Today, technology is improving and changing in a blink of an eye, and things become irrelevant and obsolete in a matter of days.
In the era of different cloud providers, frameworks, libraries and prebuilt assets, programming beginners might ask themselves whether it’s worth investing their time into learning Data Structures?
I’ve heard some people claim that you do not need to know what a linked list, a heap or a B+ tree is, in order to be a programmer. This is true, in a way
However, not so while ago, my great curiosity led me to the GitHub repository of React.js library to see what the famous VDOM and diffing implementation looks like.
I was disappointed. While I managed to understand the concept of certain things, most of the implementation was not clear to me. It looked like the creators of React.js had a genius for algorithms and data structures, especially for trees.
That’s when I realised why some of the largest tech companies such as Facebook, Microsoft, Amazon, Google, and others insist on excellent knowledge of data structures and algorithms.
Facebook creators would not have created React.js as good as it is today if there hadn’t been for their data structures and algorithms knowledge. Why did I highlight as good as it is today?
Because, yes, they would’ve managed to create it, but it probably wouldn’t have been as efficient and popular as it is today. And the same stands for SQL Server creators, Google Search Engine creators, gentlemen Larry Page and Sergey Brin, and so on.
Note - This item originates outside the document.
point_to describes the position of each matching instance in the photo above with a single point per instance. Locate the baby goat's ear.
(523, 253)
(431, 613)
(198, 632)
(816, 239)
These and some other thoughts made me break the chains of modern software development and go back to the core of software engineering.
I set off on a journey of exploring the heart of some of the best software products, as well as existing data structures in different programming languages, whose API-s we are clients of, which is mostly taken for granted.
In addition, I also wanted to share the things I am about to learn on this journey with others.
We simply have to start from the arrays.
Arrays are one of the fundamental, simplest, perhaps most used data structures and a very important concept in programming.
But, what is the definition of a data structure in the first place?
A data structure is nothing more than a way of organising data in our computer’s memory.
We can organise different data in different ways depending on the nature of the problem that we are trying to solve.
And it turns out that how we organise the data can be a critical factor in its efficient handling, and transitively, our software performance.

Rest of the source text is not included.